While the co-pilot was figuring out what was happening, the captain struggled to keep the MAX stable and airborne at some 5.000 feet, constantly providing nose up-commands to fight the ‘system’s’ nose-down instructions. Most likely stressed by the situation and multiple aural warnings, their intra-communication was suffering and situational awareness was reduced. Crucially, the crew never declared a Mayday that would have given them priority on returning to Jakarta.
Only at 23:30:54, the FO said “I have control” but within seconds the aircraft entered its steep and final dive into the sea that ended the flight a minute later.
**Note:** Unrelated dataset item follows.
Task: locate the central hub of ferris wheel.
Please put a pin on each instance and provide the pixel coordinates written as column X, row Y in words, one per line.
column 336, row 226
As we all know now, the crew was fighting a system of its existence it had no clue, because operators of the MAX and especially cockpit crew weren’t instructed by Boeing to deal with MCAS. It wasn’t in their manuals.

Conclusions:
The report goes at length to identify why this was allowed to happen in the first place and has come up with 89 conclusions, of which we quote the most relevant:

“1. MCAS is designed to function only during manual flight (autopilot not engaged), with the aircraft’s flaps up, at an elevated AOA. As the development of the 737-8 (MAX) progressed, the MCAS function was expanded to low Mach numbers and increased to maximum MCAS command limit of 2.5 degrees of stabilizer movement.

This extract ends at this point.